Le droïde se mit soudain à pousser des petits cris plaintifs et aigus, que Maggy interpréta comme étant de la ‘tristesse’ de ne pouvoir l’accompagner. Elle grimpa encore deux branches plus haut, sous les cris de plus en plus forts du droïde. Elle l’observa : il était en train de tourner tout autour de l’arbre en entassant des feuilles et en arrachant des petits buissons sur son passage. Puis, il fit demi-tour. La fillette s’assit sur sa branche et chercha sa maison au loin, puis elle sentit un tremblement et faillit chuter. Son droïde venait de percuter le tronc de l’arbre de plein fouet, déjà, il reculait pour recommencer sa manœuvre.
- Arrête, qu’est-ce qui te prend ?!!
Mais le droïde n’arrêta pas, il cogna l’arbre encore plus fort. Et encore une autre fois, et une autre ! Il prit à nouveau de l’élan…

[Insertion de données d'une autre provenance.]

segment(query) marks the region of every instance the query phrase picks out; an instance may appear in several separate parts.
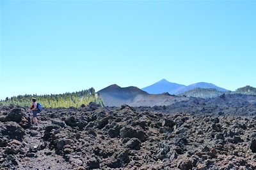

- Qu’est-ce qu’il y a, voyou ?!
R3P8 crut que sa petite maîtresse venait de lui donner un nom, et eu juste le temps d’articuler le mot "danger !" quand il percuta à nouveau l’arbre, faisant tomber Maggy qui, par chance, atterrit sur le tas de feuilles et de buissons arrachés par l’astromécano vert. Elle ouvrit les yeux et aperçut un serpent arboricole ramper sur la branche sur laquelle elle se trouvait précédemment. Elle tourna la tête vers le droïde pour le remercier, et constata l’ampleur des dégâts : l’astromécano était complètement cassé, fendu presque de part en part, sa face était complètement démolie et la lampe de son capteur optique ne brillait plus… Il était mort, pour autant que puisse l’être un droïde.

Elle ramassa les morceaux du voyou et retourna à la maison, où sa famille l’attendait, réunie. Son frère jumeau lui demanda :
- C’est quoi ces morceaux de ferrailles ?
Et Maggy répondit, souriant faiblement :
- C’était mon droïde, un beau cadeau.